Para Filipe Luís, a audição à CEO da TAP não foi suficientemente esclarecedora. “Sobretudo, a definição, com clareza, dos termos em que Alexandra Reis saiu da TAP: pelo se próprio pé, por acordo ou empurrada… Há duas versões, a do comunicado na altura da saída e outra a do esclarecimento enviado recentemente à CMVM, em que se diz que a TAP lhe pediu para sair. Bastaria Christine Ourmières-Widener ter confirmado esta versão e não se percebe por que não foi explícita.”
“A grande dúvida se Alexandra Reis se demitiu ou se foi demitida é uma falsa questão”, discorda Mafalda Anjos. “Aconteceu na TAP o que acontece todos os dias nas empresas em Portugal – abre-se um processo negocial para tentar um acordo de saída. Não há uma demissão unilateral, há uma negociação. E nesse caso a figura jurídica pode ser a renúncia, ainda que exista um acordo prévio que envolve uma indemnização. O que não invalida que a informação prestada à CMVM tenha sido insuficiente porque não foi referido esse facto.” Para a diretora da VISÃO, “é pura demagogia fazer da CEO o bode expiatório para sucessivos erros políticos e para falta de coragem política para assumir os problemas que vêm com o ativo tóxico que é a TAP”. Sobretudo porque Christine “vai apresentar bons resultado, e tudo indica que consiga lucros e antecipe o plano de reestruturação em três anos.”
“Não ache que não saibamos o que se passou. Havia uma discordância entre Alexandra Reis e a CEO da TAP e encontrou-se uma forma de sair. O ministério das Infraestruturas avaliou mal a dimensão e o impacto da indemnização e o Ministério das Finanças decidiu ir buscá-la negligenciando esse histórico”, refere o jornalista Nuno Aguiar. “Não quer dizer que achemos normal. Já caiu um ministro e secretários de Estado. Fernando Medina, diga o que disser, carregará todo o seu mandato o erro que cometeu. Veremos agora se a investigação da IGF encontra mais ilegalidades. Se assim for, pode haver motivos para demitir a administração da TAP e o governo terá de equilibrar isso com o desejo de vender rápido a empresa.”
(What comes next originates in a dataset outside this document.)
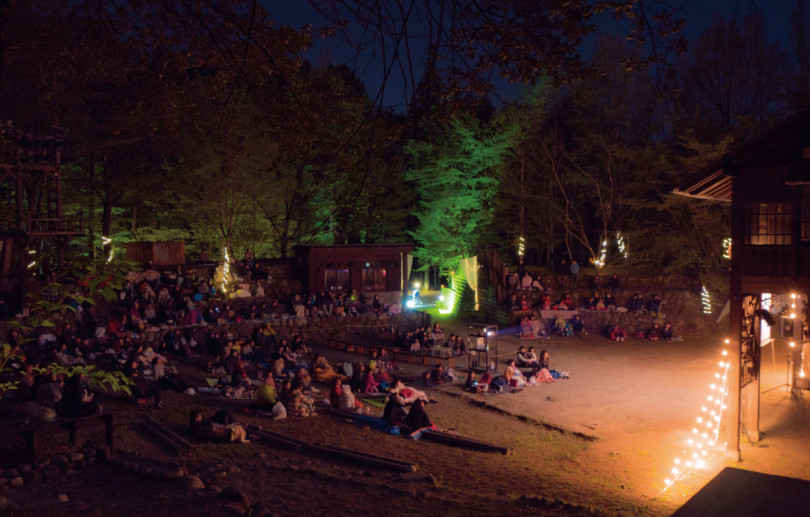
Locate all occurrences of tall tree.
[405,112,514,268]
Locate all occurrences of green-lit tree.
[405,116,514,269]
Já a ministra da Agricultura, também ouvida no Parlamento, mantém-se na sua: não foi informada de que a secretária de estado Carla Alves estivesse envolvida em qualquer processo judicial. “E, de facto, não estava: não é arguida nem, muito menos, acusada… A ministra continua a dizer que soube pelas notícias do arresto das contas, mas afirma que Carla Alves lhe disse que tudo tinha sido declarado – argumento a que António Costa se agarrou naquele célebre debate parlamentar. Não valeu de nada…”, sublinha Filipe Luís.
Mafalda Anjos destaca que se tenha decidido agora não meter ninguém no cargo, “para evitar precipitações”. “Ou seja, ou afinal o cargo não era necessário, ou é um auto-atestado de incompetência no recrutamento”.
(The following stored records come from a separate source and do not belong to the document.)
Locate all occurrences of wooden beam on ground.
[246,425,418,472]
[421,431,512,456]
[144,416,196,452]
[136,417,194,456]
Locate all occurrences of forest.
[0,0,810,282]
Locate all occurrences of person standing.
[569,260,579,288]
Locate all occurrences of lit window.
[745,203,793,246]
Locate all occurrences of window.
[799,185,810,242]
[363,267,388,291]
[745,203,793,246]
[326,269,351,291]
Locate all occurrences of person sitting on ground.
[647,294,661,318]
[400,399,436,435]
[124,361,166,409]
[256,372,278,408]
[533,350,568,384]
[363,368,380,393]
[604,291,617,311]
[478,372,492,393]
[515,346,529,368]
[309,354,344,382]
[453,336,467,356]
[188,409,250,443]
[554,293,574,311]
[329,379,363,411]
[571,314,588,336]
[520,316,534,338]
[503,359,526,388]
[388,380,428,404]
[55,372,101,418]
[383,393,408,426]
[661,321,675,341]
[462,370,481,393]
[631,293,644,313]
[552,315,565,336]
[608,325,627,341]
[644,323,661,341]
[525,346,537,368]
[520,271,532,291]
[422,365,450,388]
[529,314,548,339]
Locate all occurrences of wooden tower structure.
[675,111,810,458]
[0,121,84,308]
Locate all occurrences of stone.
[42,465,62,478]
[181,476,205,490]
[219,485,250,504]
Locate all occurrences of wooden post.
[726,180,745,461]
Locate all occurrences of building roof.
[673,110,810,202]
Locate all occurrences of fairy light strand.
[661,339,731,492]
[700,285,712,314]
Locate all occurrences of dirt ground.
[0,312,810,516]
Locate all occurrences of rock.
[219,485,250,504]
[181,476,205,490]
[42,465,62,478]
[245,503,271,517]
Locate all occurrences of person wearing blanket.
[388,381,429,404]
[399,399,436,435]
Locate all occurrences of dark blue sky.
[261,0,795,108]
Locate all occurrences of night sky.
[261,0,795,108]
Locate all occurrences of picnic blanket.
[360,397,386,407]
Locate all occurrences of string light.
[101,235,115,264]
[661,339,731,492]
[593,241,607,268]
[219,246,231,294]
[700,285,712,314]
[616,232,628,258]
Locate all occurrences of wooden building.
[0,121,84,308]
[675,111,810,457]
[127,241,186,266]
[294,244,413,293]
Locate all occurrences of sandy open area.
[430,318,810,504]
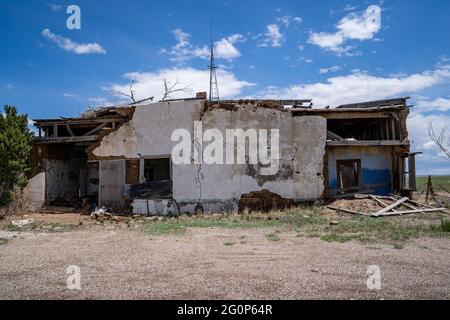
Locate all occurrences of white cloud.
[308,5,381,55]
[277,15,303,28]
[319,66,342,74]
[169,29,246,64]
[214,34,246,60]
[413,97,450,113]
[259,65,450,107]
[42,29,106,54]
[258,24,283,48]
[105,67,255,100]
[277,16,292,28]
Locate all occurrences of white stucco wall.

Outro tema em análise foi a greve dos professores. “De um lado, vejo sindicatos corporativistas e conservadores. Do outro, um governo aflito, a tentar aplacar uma classe que sente como parte importante do seu eleitorado. Nem de um lado nem do outro se vislumbra qualquer ímpeto reformista. Discutem-se salários e métodos de colocação de professores, mas não se discute pedagogia, condições nas escolas, disciplina e autoridade ou cursos curriculares”, resume Filipe Luís.
“Há aqui dois cansaços. O dos professores, com salários baixos, pouco atualizados, um modelo de recrutamento que obriga muitos a andarem com a casa às costas e condições cada vez mais degradadas nas escolas. E o cansaço do Governo, fragilizado nesta altura por uma série de casos e remodelações. António Costa quer tudo menos outro foco de tensão, o que pode levar a algumas cedências”, antecipa Nuno Aguiar. “Podemos acabar com algumas migalhas para os professores, abdicando de qualquer reforma estrutural que resolva os problemas estruturais da educação pública.”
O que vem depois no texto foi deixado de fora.